-di SANDRO ROAZZI-
Il Tar del Lazio manda all’aria alcune nomine a Direttori di musei ed ecco subito polemiche: chi attira l’attenzione su quanto prescrive la legge e chi invece boccia il… provincialismo che legge nel caso. Non siamo messi bene. Renzi si espone in prima persona con un gioco di parole secondo il quale era giusto cambiare per i musei ma bisognava farlo anche per il Tar. Il ministro Franceschini evoca esempi internazionali per esternare la sua preoccupazione di un’Italia che ora puo’ rischiare di essere messa alla berlina dopo il parere del Tar.
E dietro questa contesa si sente però anche… puzza di una burocrazia che non vuol cedere le sue prerogative. La legge è legge si dice: d’accordo ma anche la legge più democratica può portare fuori strada se la sua applicazione è tanto rigida da perdere di vista la realtà. Ed ormai in Italia siamo soffocati da una congerie di leggi di questo tipo.
Difficile dire chi ha ragione in questo caso ma a perderci è certamente la valorizzazione del nostro patrimonio artistico. Il tentativo di Franceschini era quello di puntare su direttori-manager che per la dizione stessa non potevano essere italiani. Ma qui si annida il primo errore. Capita non di rado vedere piccoli musei che sono dei gioielli perché gestiti con fantasia, con evidente passione da esperti italiani. Purtroppo tutto ciò avviene senza adeguata promozione e lasciando chi dirige in balia di sé stesso.

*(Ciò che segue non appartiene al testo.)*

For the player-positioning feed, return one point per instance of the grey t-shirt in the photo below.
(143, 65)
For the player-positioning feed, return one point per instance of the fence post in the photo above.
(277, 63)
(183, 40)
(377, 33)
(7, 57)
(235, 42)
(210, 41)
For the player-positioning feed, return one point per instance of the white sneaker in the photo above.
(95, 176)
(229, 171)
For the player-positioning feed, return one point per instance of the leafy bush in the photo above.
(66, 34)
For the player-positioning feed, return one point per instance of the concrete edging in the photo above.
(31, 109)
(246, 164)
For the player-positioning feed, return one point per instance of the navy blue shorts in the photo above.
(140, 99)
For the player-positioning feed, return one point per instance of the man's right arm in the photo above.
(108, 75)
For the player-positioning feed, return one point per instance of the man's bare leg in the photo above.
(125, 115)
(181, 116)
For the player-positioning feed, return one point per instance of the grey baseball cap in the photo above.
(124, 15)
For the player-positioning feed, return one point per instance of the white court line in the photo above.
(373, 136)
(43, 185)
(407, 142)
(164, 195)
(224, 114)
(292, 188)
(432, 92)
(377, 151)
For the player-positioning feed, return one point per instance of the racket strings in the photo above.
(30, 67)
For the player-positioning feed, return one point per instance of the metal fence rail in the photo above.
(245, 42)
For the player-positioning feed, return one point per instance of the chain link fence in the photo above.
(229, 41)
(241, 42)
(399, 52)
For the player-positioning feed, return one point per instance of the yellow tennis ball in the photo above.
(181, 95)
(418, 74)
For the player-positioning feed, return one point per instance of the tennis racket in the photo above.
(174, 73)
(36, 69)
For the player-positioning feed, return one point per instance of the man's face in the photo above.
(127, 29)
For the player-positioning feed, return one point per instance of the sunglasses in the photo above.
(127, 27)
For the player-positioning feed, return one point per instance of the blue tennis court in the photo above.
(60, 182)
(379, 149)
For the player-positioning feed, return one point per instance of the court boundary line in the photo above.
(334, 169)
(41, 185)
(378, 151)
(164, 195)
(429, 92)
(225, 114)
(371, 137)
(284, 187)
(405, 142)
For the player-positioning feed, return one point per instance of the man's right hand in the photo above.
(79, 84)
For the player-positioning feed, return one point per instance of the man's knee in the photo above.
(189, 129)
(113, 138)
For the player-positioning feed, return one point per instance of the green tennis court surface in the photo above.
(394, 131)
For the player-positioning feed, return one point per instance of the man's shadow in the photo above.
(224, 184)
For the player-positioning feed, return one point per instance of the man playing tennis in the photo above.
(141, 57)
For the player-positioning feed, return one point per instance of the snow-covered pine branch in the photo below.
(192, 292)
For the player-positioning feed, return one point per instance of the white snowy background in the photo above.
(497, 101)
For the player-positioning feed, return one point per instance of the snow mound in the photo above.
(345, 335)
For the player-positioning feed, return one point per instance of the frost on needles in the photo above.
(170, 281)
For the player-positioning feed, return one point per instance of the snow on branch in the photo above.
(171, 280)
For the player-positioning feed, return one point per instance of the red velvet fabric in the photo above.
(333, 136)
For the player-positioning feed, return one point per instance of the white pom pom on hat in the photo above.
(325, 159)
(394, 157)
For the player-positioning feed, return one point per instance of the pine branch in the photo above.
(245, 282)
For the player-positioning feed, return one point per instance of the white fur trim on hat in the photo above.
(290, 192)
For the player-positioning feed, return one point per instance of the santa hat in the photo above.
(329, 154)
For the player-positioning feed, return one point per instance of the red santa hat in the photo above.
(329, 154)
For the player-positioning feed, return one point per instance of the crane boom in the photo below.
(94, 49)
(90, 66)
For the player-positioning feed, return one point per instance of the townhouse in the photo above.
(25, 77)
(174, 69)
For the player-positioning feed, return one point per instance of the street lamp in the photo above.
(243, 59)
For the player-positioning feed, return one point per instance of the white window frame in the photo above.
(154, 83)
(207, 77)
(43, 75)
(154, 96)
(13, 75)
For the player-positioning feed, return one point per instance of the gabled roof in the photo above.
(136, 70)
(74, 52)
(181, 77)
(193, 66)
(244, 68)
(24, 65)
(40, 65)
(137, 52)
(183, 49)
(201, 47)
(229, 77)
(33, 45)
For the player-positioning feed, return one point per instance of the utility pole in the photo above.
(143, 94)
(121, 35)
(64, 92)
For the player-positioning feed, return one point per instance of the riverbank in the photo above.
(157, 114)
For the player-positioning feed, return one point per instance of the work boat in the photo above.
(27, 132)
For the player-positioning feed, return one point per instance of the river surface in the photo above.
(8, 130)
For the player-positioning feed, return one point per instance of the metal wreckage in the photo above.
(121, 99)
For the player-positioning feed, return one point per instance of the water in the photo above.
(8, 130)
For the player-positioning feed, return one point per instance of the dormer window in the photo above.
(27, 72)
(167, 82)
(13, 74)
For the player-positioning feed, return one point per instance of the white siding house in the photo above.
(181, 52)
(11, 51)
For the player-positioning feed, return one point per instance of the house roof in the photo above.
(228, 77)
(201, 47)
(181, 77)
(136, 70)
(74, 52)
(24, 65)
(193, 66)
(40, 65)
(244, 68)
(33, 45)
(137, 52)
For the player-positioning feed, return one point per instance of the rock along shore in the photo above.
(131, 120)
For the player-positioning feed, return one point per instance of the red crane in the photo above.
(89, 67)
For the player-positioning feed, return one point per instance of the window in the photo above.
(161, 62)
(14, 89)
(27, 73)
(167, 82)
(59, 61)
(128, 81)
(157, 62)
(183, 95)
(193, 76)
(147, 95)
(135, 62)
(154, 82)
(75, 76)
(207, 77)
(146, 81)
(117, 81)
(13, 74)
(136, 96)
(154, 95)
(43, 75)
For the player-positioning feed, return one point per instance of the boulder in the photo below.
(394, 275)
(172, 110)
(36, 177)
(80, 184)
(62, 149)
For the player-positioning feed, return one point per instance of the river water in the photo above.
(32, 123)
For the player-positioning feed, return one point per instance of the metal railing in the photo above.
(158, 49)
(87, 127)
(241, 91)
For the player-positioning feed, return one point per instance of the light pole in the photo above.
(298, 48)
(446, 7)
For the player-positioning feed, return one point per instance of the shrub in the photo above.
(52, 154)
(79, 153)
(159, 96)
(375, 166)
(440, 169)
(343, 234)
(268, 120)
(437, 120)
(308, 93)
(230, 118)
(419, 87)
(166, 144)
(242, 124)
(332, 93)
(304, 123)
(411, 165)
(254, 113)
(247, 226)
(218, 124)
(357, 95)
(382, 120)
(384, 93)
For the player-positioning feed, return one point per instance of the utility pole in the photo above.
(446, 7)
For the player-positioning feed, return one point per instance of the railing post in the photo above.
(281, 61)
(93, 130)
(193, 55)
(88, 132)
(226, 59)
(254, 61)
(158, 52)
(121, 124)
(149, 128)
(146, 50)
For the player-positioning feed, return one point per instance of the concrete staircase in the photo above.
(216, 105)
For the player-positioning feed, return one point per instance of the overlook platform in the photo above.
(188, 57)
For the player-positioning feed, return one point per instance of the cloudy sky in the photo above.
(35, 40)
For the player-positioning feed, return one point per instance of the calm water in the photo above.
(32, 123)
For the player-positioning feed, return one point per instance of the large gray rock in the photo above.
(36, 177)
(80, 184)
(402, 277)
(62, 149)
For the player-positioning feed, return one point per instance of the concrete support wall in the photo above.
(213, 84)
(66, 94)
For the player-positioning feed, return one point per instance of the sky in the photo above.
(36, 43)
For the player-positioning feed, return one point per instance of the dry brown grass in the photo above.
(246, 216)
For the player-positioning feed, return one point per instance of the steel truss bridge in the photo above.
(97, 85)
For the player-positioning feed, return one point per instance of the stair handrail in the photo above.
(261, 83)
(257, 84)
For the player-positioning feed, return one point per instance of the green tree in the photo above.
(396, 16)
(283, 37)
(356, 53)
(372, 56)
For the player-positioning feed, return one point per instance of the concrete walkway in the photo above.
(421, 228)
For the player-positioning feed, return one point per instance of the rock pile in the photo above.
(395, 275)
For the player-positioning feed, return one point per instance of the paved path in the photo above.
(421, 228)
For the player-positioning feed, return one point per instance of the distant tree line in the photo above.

La prima alternativa allora era quella di scovare le eccellenze, che ci sono, nella direzione dei nostri musei e siti archeologici, rompendo sia con uno stantio schema di scelta burocratica, sia con l’opzione di privilegiare nomi alla moda e manager ambiziosi da legare al proprio carro politico. Le decisioni prese se paiono apparentemente lontane dal provincialismo, in realtà sembrano la prosecuzione di un costume che sceglie secondo tipiche convenienze da clan. A quel punto perché meravigliarsi se c’è chi insorge per reclamare a sua volta quel posto impugnando l’iter di nomina magari non puntuali come chiede la legge?
La scelta di investire in cultura dovrebbe essere sottratta a questo groviglio di intenzioni e contrapposizioni. Renzi e Franceschini vogliono apparire come modernizzatori perché infilano nomi stranieri nella gestione culturale, ma non riescono comunque né ad allontanare la sensazione che si tratta di fuochi di artificio isolati, né riescono a convincere che il loro vero avversario sia una burocrazia provinciale. Riorganizzare la cultura è opera benemerita, intendiamoci, esperienze straniere possono essere certo utili. Ma invece di bearsi con questo o quel nome che poi il Tar rigetta, perché non si è cominciato collocando questo progetto dove deve stare, vale a dire come un pilastro di un diverso modello economico. Il che vuol dire in primo luogo cancellare la vischiosità politica alla quale è stata abituata da decenni la nostra dirigenza pubblica; in secondo luogo far emergere le migliori risorse umane a disposizione a prescindere dai loro convincimenti e dai loro eventuali padrini politici; in terzo luogo varare un progetto di cultura 4.0, tanto per dirla con termini in voga, in grado di innovare, rivoluzionare orari e modo di fruire la cultura, di promuovere percorsi nuovi, di valorizzare, in modo assai più convincente della “cattura” di un intellettuale che parla inglese o francese, il nostro patrimonio artistico all’estero e verso quei mondi che muoveranno sempre di più turismo benestante a milioni. Ed in quarto luogo legare il tutto alla manutenzione a tappeto delle nostre bellezze che in alcuni casi come a Roma con il suo enorme patrimonio archeologico vuol dire mettere in sicurezza anche estensioni notevoli di centro urbano.Dando tanto lavoro e sperimentando nuove tecnologie.
Dall’episodio del Tar invece emergono solo vecchi difetti: una politica che gioca con gli… effetti speciali, una ennesima prova di leggi maldigerite dalla nostra burocrazia, un Tar che finisce anche suo malgrado con il sostituirsi a scelte che dovrebbero essere terreno proprio di una politica che pensa al futuro. Ma non c’è da stupirsi, per cambiare sul serio non bastano le diatribe sulle norme. Serve vera qualità politica.